A month later Bertha was in Rome. But at first she was hardly able to realise the change in her condition. Her life at Court Leys had impressed itself upon her with such ghastly distinctness that she could not imagine its cessation. She was like a prisoner so long immured that freedom dazes him, and he looks for his chains, and cannot understand that he is free.
The relief was so great that Bertha could not believe it true, and she lived in fear that her vision would be disturbed, and that she would find herself again within the prison walls of Court Leys. It was a dream that she wandered in sunlit places, where the air was scented with violets and with roses. The people were unreal, the models lounging on the steps of the Piazza di Spagna, the ragged urchins, quaintly costumed and importunate, the silver speech that caressed the air. How could she believe that life was true when it gave blue sky and sunshine, so that the heart thrilled with joy; when it gave rest, and peace, and the most delightful idleness? Real life was gloomy and strenuous; its setting a Georgian mansion, surrounded by desolate, wind-swept fields. In real life every one was very virtuous and very dull; the ten commandments hedged one round with the menace of hell-fire and eternal damnation, a dungeon more terrible because it had not walls, nor bars and bolts.
But beyond these gloomy stones with their harsh Thou shalt not is a land of fragrance and of light, where the sunbeams send the blood running gaily through the veins; where the flowers give their perfume freely to the air, in token that riches must be spent and virtue must be squandered; where the amorets flutter here and there on the spring breezes, unknowing whither they go, uncaring. It is a land of olive trees and of pleasant shade, and the sea kisses the shore gently to show the youths how they must kiss the maidens. There dark eyes flash lambently, telling the traveller he need not fear, since love may be had for the asking. Blood is warm, and hands linger with grateful pressure in hands, and red lips ask for the kisses that are so sweet to give. There the flesh and the spirit walk side by side, and each is well satisfied with the other. Ah, give me the sunshine of this blissful country, and a garden of roses, and the murmur of a pleasant brook; give me a shady bank, and wine, and books, and the coral lips of Amaryllis, and I will live in complete felicity—for at least ten days.

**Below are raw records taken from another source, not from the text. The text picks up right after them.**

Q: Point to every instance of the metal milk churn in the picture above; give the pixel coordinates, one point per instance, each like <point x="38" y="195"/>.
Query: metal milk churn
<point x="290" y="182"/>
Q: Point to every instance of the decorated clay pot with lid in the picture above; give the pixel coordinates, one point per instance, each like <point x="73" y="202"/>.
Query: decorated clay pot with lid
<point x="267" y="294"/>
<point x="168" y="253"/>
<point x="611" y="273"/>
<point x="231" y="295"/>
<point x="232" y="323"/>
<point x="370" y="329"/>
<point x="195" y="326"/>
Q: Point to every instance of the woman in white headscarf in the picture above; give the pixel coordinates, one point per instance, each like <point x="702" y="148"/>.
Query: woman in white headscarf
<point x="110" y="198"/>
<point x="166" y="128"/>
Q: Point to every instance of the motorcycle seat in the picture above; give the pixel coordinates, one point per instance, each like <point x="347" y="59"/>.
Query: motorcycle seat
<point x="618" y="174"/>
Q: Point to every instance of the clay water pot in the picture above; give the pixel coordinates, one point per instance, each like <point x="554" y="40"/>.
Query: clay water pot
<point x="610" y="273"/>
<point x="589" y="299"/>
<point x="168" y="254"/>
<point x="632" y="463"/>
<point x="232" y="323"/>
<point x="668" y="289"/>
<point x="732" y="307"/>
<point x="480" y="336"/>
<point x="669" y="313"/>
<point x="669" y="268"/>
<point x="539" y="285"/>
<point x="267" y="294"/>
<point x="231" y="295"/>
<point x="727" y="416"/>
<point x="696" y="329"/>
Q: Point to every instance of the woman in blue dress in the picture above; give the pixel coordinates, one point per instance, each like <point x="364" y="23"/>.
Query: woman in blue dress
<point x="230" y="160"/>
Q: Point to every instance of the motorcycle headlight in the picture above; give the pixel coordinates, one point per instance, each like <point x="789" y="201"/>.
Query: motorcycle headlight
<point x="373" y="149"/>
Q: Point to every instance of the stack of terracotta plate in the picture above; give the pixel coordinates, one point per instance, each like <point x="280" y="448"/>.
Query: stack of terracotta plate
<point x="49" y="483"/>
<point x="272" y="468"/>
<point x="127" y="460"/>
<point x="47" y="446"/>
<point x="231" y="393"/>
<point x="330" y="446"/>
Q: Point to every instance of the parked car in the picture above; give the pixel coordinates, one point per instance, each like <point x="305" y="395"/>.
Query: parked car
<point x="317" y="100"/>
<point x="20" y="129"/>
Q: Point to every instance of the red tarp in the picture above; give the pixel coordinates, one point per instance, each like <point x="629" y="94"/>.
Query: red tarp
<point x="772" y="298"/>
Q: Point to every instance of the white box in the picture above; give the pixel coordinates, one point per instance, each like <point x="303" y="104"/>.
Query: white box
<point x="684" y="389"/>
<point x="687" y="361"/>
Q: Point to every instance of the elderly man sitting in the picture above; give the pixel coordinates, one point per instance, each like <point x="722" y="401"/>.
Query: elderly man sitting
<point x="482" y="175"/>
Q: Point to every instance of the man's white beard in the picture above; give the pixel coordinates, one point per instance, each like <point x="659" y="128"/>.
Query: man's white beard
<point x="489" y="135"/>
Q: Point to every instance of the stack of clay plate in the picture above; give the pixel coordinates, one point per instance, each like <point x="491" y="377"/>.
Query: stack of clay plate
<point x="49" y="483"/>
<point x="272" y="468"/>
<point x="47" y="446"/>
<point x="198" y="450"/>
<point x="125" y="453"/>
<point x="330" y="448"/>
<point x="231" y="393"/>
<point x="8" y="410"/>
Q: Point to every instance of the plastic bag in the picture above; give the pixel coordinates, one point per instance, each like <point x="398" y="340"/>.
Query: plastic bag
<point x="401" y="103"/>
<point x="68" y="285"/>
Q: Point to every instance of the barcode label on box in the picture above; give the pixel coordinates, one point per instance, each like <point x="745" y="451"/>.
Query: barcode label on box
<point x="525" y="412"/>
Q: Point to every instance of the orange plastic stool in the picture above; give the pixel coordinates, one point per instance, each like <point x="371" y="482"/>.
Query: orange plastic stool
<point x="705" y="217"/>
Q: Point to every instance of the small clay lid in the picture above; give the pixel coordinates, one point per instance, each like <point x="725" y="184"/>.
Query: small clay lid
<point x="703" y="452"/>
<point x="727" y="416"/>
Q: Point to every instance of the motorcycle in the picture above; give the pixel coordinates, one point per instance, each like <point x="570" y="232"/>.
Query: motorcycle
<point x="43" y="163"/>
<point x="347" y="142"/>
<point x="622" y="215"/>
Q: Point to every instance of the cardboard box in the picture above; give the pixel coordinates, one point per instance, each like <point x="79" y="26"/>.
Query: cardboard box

To Bertha the life in Rome seemed like a play. Miss Leys left her much freedom, and she wandered alone in strange places. She went often to the market and spent the morning among the booths, looking at a thousand things she did not want to buy; she fingered rich silks and antique bits of silver, smiling at the compliments of a friendly dealer. The people bustled around her, talking volubly, intensely alive, and yet, in her inability to understand that what she saw was true, they seemed but puppets. She went to the galleries, to the Sistine Chapel or to the Stanze of Raphael; and, lacking the hurry of the tourist and his sense of duty, she would spend a whole morning in front of one picture, or in a corner of some old church, weaving with the sight before her the fantasies of her imagination.
And when she felt the need of her fellow-men, Bertha went to the Pincio and mingled with the throng that listened to the band. But the Franciscan monk in his brown cowl, standing apart, was a figure of some romantic play; and the soldiers in gay uniforms, the Bersaglieri with the bold cock’s feathers in their hats, were the chorus of a comic opera. And there were black-robed priests, some old and fat, taking the sun and smoking cigarettes, at peace with themselves and with the world; others young and restless, the flesh unsubdued shining out of their dark eyes. And every one seemed as happy as the children who romped and scampered with merry cries.
But gradually the shadows of the past fell away and Bertha was able more consciously to appreciate the beauty and the life that surrounded her. And knowing it transitory she set herself to enjoy it as best she could. Care and youth are with difficulty yoked together, and merciful time wraps in oblivion the most gruesome misery. Bertha stretched out her arms to embrace the wonders of the living world, and she put away the dreadful thought that it must end so quickly. In the spring she spent long hours in the gardens that surround the city, where the remains of ancient Rome mingled exotically with the half tropical luxuriance, and called forth new and subtle emotions. The flowers grew in the sarcophagi with a wild exuberance, wantoning, it seemed, in mockery of the tomb from which they sprang. Death is hideous, but life is always triumphant; the rose and the hyacinth arise from man’s decay; and the dissolution of man is but the signal of other birth: and the world goes on, beautiful and ever new, revelling in its vigour.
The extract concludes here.